Determine the distance from the point $(1, 3, 2)$ to the intersection line of the planes $x + y + 2z = 1$ and $x – z = 2$.
That's what i did to solve the question:
First i determined the intersection of planes $x + y + 2 z = 1$ and $x – z = 2$.
Then i got that:
$x = -t$ and
$y = -1-3t$ and
$z = 2t$.
Now we can calculate the distance from point $A = (1,3,2)$ and line $(x,y,z) = (0,-1,0)+ t (-1,-3,2)$.

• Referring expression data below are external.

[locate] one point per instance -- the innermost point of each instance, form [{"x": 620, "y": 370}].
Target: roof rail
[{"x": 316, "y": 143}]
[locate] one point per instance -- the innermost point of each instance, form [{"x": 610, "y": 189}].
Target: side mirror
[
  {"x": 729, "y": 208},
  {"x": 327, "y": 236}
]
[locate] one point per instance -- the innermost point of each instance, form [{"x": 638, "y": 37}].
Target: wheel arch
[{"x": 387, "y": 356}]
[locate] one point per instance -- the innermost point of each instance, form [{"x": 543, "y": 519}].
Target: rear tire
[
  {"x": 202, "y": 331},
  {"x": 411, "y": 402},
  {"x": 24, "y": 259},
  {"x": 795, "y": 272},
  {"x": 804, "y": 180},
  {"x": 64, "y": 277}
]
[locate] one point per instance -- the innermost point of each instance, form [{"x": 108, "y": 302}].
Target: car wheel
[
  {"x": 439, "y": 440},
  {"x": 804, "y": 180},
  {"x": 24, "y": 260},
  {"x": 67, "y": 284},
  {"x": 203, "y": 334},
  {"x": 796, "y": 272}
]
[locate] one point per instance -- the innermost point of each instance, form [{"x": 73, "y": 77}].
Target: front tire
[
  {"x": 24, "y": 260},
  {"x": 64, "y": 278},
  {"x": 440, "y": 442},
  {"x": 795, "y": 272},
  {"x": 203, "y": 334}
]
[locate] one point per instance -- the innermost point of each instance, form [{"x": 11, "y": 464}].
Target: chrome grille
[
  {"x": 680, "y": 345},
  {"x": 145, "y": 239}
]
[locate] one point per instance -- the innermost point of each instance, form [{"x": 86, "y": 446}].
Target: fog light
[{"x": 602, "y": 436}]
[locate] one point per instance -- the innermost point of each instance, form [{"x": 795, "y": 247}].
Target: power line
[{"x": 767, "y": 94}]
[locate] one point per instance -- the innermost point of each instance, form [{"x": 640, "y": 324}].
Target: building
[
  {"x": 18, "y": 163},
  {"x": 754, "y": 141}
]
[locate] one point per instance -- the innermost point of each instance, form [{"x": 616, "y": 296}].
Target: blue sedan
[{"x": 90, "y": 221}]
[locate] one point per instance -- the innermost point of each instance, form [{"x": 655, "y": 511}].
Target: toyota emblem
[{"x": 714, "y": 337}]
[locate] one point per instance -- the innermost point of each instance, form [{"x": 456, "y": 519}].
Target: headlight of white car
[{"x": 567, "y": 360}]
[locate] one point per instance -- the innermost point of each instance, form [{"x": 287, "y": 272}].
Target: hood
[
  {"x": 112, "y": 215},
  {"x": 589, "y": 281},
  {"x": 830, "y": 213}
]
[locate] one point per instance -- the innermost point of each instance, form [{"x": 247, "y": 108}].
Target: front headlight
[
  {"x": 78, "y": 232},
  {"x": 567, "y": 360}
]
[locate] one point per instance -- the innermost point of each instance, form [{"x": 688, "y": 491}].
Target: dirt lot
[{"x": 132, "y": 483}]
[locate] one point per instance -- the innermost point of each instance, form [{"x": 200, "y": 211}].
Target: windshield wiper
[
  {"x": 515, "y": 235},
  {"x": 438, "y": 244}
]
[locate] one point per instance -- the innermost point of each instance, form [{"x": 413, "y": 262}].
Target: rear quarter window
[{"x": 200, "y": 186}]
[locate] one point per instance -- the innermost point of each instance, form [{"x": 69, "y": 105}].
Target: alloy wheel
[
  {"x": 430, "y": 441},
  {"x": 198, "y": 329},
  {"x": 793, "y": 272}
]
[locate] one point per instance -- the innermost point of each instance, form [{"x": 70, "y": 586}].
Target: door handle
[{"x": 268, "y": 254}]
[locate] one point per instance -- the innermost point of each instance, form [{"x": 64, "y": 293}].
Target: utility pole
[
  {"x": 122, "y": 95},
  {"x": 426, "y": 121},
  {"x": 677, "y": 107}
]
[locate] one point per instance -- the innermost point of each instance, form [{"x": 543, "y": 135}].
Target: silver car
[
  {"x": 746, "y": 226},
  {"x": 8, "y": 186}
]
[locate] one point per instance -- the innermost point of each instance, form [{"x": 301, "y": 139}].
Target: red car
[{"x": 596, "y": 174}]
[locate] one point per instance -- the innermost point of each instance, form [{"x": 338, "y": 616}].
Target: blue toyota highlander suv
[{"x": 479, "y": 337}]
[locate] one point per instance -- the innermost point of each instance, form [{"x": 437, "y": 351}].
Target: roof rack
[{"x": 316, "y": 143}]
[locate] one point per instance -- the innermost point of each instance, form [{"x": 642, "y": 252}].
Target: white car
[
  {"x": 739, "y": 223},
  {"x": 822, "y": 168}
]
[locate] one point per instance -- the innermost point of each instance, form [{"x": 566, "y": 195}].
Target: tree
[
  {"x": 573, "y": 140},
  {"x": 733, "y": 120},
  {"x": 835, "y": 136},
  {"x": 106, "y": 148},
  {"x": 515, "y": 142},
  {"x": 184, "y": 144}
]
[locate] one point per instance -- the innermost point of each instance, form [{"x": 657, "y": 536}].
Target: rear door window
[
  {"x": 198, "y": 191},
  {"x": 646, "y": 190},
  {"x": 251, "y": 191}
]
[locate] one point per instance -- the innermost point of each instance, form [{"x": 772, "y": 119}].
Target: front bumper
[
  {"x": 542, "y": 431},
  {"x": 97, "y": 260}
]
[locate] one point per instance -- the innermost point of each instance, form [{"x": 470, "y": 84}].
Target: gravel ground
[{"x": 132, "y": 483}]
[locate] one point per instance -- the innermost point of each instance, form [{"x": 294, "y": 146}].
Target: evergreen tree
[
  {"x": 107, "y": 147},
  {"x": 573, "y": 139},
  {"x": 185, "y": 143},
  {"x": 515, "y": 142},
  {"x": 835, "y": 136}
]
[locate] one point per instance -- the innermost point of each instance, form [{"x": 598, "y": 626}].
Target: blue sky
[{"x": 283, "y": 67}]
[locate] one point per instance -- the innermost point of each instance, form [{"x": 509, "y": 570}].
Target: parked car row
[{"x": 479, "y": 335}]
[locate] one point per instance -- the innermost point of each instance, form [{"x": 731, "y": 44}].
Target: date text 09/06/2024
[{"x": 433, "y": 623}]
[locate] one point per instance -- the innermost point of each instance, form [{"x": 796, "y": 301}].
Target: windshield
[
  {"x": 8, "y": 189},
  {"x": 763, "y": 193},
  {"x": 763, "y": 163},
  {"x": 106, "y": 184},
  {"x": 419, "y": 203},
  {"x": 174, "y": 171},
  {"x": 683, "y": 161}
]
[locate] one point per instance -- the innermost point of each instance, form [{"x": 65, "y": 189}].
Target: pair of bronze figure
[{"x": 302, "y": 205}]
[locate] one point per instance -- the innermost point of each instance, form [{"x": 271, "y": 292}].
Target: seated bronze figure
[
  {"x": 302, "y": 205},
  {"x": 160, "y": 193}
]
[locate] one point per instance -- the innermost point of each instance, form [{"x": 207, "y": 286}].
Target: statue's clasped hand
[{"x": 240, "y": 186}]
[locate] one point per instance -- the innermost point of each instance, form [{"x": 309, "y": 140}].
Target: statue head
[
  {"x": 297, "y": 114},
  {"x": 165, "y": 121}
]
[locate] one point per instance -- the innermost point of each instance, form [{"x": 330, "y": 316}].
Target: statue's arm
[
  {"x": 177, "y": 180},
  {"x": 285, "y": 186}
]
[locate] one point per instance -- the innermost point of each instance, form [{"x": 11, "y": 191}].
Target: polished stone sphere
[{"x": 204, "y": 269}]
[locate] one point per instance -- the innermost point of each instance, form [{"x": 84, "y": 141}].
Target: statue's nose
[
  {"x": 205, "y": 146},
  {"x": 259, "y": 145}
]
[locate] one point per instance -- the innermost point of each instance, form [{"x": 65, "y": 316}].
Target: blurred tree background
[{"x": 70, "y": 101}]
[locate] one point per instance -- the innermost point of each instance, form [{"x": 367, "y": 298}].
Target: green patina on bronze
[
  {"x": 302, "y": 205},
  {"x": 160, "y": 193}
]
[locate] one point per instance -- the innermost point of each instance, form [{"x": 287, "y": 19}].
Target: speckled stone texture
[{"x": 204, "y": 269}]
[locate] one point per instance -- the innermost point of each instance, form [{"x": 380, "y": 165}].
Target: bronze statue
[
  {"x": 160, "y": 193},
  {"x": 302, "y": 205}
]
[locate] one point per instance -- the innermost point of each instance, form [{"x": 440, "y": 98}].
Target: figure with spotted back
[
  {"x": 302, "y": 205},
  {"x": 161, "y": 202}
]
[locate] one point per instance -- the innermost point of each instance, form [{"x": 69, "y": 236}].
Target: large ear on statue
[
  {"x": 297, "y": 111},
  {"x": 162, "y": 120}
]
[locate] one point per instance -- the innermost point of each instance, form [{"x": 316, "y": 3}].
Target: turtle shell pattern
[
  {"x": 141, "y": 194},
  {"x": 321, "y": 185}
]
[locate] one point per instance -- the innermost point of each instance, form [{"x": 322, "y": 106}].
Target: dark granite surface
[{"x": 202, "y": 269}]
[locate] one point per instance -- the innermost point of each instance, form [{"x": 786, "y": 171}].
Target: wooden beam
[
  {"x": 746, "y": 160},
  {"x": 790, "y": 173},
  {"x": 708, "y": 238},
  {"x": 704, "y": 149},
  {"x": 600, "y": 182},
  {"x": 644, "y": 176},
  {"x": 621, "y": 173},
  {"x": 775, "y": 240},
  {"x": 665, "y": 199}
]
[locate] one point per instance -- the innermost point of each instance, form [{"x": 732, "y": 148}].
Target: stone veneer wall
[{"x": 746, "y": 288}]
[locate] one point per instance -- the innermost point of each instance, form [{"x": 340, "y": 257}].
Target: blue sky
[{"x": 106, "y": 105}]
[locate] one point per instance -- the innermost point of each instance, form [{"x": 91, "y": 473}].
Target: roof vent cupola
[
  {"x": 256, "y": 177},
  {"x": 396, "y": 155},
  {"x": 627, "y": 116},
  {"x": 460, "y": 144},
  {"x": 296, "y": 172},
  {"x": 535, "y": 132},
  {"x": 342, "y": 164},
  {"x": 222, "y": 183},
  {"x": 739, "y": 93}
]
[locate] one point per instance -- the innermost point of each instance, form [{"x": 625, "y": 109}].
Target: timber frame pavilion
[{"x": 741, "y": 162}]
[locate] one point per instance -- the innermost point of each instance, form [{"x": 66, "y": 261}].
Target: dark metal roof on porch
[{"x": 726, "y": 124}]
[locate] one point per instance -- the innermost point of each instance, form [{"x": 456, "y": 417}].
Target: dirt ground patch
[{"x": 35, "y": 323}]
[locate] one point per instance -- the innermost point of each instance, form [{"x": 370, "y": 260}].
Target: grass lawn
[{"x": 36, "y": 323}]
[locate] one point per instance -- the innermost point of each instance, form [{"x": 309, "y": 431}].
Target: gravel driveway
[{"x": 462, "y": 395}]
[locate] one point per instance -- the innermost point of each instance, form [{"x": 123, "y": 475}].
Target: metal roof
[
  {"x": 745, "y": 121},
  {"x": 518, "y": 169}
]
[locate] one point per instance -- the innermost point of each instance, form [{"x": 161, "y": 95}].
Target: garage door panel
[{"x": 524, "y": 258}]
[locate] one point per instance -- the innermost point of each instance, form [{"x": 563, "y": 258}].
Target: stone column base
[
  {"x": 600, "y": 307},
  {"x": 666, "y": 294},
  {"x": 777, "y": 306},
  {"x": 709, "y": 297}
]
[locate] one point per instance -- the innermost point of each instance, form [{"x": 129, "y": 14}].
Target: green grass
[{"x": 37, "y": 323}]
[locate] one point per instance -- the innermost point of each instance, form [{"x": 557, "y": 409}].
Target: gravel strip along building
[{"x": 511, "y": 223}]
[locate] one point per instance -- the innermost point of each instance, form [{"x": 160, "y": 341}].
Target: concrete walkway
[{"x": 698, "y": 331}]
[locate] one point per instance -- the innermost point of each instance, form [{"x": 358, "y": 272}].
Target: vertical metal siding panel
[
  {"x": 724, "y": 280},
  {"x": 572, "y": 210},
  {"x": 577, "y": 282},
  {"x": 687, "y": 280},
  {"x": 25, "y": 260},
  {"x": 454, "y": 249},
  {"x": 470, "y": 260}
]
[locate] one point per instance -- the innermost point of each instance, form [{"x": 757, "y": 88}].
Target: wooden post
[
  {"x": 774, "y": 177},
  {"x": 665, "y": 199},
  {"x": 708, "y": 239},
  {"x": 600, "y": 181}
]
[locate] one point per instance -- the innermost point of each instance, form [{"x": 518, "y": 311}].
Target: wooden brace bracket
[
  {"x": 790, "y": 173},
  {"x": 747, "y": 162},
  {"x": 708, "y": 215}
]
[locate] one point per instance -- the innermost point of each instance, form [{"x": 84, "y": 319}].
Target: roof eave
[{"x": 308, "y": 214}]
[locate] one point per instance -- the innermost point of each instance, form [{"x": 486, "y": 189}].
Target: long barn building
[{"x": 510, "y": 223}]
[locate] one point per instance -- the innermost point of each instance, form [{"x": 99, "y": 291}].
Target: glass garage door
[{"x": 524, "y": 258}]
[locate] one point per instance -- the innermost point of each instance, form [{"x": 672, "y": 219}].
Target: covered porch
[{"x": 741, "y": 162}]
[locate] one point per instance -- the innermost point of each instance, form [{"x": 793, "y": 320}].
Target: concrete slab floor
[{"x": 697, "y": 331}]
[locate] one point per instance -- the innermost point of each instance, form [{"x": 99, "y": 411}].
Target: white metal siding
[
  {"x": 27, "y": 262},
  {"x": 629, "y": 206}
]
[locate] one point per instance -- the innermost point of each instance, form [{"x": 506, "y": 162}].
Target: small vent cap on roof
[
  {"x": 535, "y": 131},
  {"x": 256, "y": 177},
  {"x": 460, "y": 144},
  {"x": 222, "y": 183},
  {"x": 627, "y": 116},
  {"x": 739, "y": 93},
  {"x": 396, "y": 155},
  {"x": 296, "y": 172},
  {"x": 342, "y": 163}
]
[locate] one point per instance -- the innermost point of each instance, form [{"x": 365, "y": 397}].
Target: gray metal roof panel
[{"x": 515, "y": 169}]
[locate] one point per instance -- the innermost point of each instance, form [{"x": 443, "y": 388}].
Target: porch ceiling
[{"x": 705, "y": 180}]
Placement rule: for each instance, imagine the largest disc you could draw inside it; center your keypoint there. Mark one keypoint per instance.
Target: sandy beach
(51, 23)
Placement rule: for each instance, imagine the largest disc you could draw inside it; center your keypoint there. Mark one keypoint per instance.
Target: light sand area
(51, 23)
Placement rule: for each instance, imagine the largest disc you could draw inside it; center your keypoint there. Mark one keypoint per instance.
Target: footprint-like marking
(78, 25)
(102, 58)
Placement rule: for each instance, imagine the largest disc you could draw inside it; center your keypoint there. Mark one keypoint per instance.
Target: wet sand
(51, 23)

Then i used the formula $d=\frac{v\;\mathrm X\;pA}{|v|}$
I know that $pA = (1,4,2)$ but how about $|v \;\mathrm X\; pA|$? It's $(-14,4,-1)$ right?
So the distance will be $\sqrt \frac{213}{14}$ right?
Best Answer
Your method is correct, though it is noted in the comment you may have a slight algebra error. Here is another method, which requires some calculus but does not make use of a predetermined formula.
You have correctly identified that you wish to compute the distance from the point $p=(1,3,2)$ to the line $$ L(t)=(-t,-1-3\,t,2\,t) $$ The distance from $p$ to the point $L(t)$ is given by the function $$ \DeclareMathOperator{dist}{dist}\dist(t)=\sqrt{(1+t)^2+(4+3\,t)^2+(2-2\,t)^2} $$ so we need only minimize $\dist(t)$. But, since $\dist(t)$ and $D(t)=\dist(t)^2$ share critical points, we can instead minimize $D(t)$ which is easier.
To do so, note that \begin{align*} D^\prime(t) &= 2\,(1+t)+2\,(4+3\,t)(3)+2\,(2-2\,t)(-2) \\ &= 28\,t+18 \\ D^{\prime\prime}(t) &= 28 \end{align*} This implies that the (global) maximum of $D(t)$ and hence $\dist(t)$ occurs at $t=-9/14$. Our answer is then $$ \dist\left(-\frac{9}{14}\right)=\sqrt{\frac{213}{14}} $$